W parku.....
tęsknota wilgocią powietrza osnuta
pamięta ich dwoje w tych samych butach
w taki dzień jak dziś w parku
tuż przed deszczem poznających
smak pocałunków pierwszych pieszczot
tęsknota wilgocią powietrza osnuta
widzi go nadal w tych samych butach
w dzień parny tuż przed deszczem
samotny On samotna Ona na wietrze
liście drzew miłością nie szeleszczą
...nieuniknione odchodzą...
autor
Maargo
Dodano: 2009-06-28 13:09:13
Ten wiersz przeczytano 662 razy
Oddanych głosów: 9
Aby zagłosować zaloguj się w serwisie
Komentarze (4)
wiele samotnych żagli po parku sie snuje jak taki nie
umie kochać i z butów wyskakuje niech chodzi sam bo na
to zasługuje:))Smutne ale prawdziwe pozdrawiam
Smutny, ale piękny.

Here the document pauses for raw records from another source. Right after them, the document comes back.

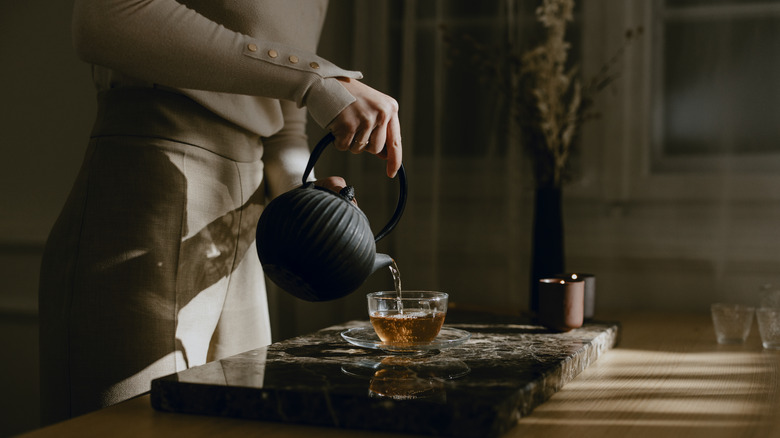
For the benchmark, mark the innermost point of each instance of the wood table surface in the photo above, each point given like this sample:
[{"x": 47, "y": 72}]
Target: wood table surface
[{"x": 667, "y": 378}]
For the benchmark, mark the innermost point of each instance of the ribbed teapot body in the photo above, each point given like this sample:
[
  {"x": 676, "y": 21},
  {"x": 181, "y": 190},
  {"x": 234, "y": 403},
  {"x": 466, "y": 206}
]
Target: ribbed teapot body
[{"x": 314, "y": 244}]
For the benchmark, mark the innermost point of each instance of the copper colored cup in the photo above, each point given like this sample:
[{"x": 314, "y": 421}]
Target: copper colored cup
[{"x": 561, "y": 303}]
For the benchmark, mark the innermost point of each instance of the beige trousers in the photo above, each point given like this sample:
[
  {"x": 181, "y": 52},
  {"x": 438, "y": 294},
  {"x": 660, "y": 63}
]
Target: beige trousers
[{"x": 151, "y": 267}]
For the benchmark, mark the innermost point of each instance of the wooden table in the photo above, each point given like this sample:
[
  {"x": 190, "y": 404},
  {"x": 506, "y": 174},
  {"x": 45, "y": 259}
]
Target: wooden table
[{"x": 667, "y": 378}]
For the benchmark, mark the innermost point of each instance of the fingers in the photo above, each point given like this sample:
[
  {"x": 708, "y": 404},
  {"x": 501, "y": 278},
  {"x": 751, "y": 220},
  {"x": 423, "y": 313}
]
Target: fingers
[{"x": 370, "y": 124}]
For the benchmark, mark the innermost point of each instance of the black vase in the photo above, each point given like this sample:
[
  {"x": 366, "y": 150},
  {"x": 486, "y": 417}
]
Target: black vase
[{"x": 547, "y": 256}]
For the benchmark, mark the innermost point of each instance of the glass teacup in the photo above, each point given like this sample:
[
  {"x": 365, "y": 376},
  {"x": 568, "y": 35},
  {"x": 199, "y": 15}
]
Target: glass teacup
[{"x": 413, "y": 318}]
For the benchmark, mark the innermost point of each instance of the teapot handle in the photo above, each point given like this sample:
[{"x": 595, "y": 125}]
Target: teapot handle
[{"x": 399, "y": 209}]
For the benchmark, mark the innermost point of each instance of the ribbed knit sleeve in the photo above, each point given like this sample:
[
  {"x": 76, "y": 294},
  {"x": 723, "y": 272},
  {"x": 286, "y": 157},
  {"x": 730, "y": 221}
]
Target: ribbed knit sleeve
[{"x": 165, "y": 42}]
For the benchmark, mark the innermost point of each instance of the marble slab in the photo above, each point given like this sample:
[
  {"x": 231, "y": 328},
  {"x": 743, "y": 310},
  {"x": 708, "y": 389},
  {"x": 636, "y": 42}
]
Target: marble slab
[{"x": 478, "y": 389}]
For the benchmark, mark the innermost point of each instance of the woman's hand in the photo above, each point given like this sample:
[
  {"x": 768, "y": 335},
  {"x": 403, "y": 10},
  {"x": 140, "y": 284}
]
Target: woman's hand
[{"x": 369, "y": 124}]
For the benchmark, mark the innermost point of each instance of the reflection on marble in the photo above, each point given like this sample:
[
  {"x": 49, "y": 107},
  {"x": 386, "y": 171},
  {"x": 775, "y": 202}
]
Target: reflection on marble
[
  {"x": 480, "y": 388},
  {"x": 402, "y": 377}
]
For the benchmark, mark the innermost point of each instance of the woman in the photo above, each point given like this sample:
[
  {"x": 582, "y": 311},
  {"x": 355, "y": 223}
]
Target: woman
[{"x": 201, "y": 115}]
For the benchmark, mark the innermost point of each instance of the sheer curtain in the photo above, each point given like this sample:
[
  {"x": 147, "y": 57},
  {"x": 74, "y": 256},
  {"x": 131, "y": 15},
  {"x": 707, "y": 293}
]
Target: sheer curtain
[{"x": 657, "y": 234}]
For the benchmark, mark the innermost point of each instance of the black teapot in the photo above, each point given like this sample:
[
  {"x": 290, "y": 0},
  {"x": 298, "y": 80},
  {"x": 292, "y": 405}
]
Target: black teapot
[{"x": 315, "y": 243}]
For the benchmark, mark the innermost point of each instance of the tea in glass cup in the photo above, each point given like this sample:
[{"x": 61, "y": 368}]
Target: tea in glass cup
[{"x": 414, "y": 317}]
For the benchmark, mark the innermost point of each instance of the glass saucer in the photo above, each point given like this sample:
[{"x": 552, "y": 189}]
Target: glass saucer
[{"x": 366, "y": 337}]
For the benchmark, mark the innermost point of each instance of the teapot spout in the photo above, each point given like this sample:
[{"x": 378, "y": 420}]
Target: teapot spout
[{"x": 382, "y": 261}]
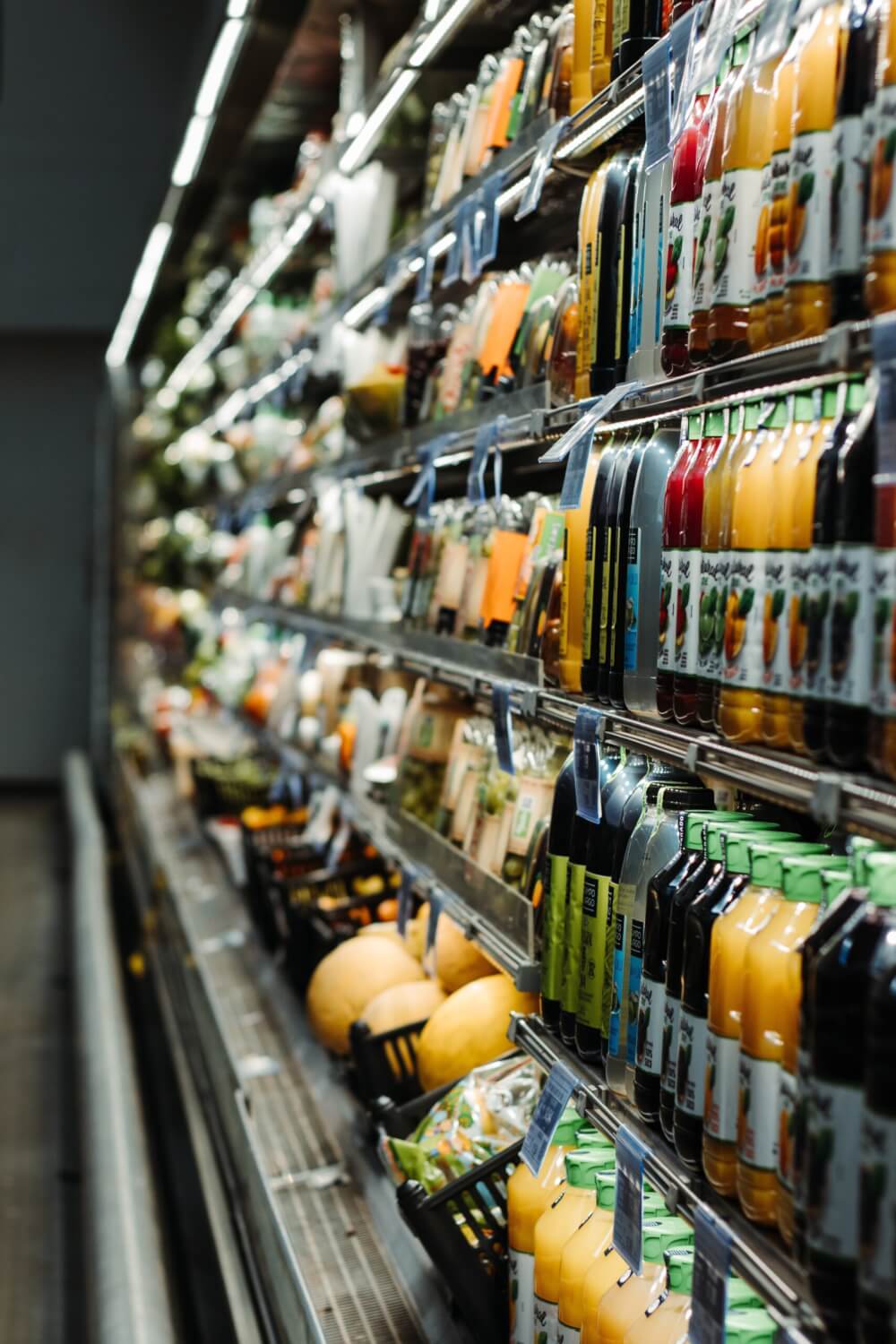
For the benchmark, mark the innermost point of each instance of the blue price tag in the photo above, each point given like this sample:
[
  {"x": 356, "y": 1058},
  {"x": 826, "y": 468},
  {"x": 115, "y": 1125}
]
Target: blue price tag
[
  {"x": 586, "y": 762},
  {"x": 503, "y": 726},
  {"x": 627, "y": 1218},
  {"x": 538, "y": 169},
  {"x": 554, "y": 1099},
  {"x": 576, "y": 468},
  {"x": 711, "y": 1271}
]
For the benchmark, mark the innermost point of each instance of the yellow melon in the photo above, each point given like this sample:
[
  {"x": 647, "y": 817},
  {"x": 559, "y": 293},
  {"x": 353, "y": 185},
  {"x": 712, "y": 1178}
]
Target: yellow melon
[
  {"x": 469, "y": 1030},
  {"x": 347, "y": 980},
  {"x": 457, "y": 960}
]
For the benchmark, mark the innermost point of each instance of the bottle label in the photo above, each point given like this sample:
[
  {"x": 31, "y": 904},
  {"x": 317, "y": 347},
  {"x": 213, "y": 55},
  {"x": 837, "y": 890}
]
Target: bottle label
[
  {"x": 635, "y": 964},
  {"x": 691, "y": 1067},
  {"x": 852, "y": 620},
  {"x": 651, "y": 1003},
  {"x": 546, "y": 1322},
  {"x": 882, "y": 201},
  {"x": 705, "y": 245},
  {"x": 711, "y": 613},
  {"x": 847, "y": 191},
  {"x": 668, "y": 597},
  {"x": 521, "y": 1296},
  {"x": 686, "y": 605},
  {"x": 670, "y": 1023},
  {"x": 734, "y": 261},
  {"x": 743, "y": 637},
  {"x": 759, "y": 1082},
  {"x": 883, "y": 680},
  {"x": 877, "y": 1206},
  {"x": 633, "y": 590},
  {"x": 777, "y": 265},
  {"x": 678, "y": 295},
  {"x": 809, "y": 209},
  {"x": 554, "y": 932},
  {"x": 786, "y": 1129},
  {"x": 834, "y": 1136},
  {"x": 774, "y": 623},
  {"x": 817, "y": 623},
  {"x": 720, "y": 1102}
]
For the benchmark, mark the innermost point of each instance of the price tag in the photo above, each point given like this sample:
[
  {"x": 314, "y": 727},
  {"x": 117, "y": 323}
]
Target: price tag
[
  {"x": 576, "y": 468},
  {"x": 538, "y": 169},
  {"x": 657, "y": 102},
  {"x": 554, "y": 1099},
  {"x": 627, "y": 1217},
  {"x": 711, "y": 1271},
  {"x": 503, "y": 726},
  {"x": 586, "y": 762}
]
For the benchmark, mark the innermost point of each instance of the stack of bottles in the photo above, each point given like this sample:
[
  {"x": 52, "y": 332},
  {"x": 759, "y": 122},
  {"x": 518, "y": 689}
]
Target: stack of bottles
[{"x": 567, "y": 1282}]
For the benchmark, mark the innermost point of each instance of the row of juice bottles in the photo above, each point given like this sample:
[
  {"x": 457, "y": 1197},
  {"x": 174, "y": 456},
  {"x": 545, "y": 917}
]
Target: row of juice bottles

Może liście jeszcze zaszeleszczą
miłością. Pozdrawiam.
Przyczyna tkwi w tym , że mieli wspólne buty .
Pozdrawiam
(1wers literówka - wilgocią, llllllllll) , wiersz
zaliczam do dobrych, chociaż samotny żagiel i liście
drzew zbyt oddaleni w przestrzeni, może tu trzeba
szukać przyczyny?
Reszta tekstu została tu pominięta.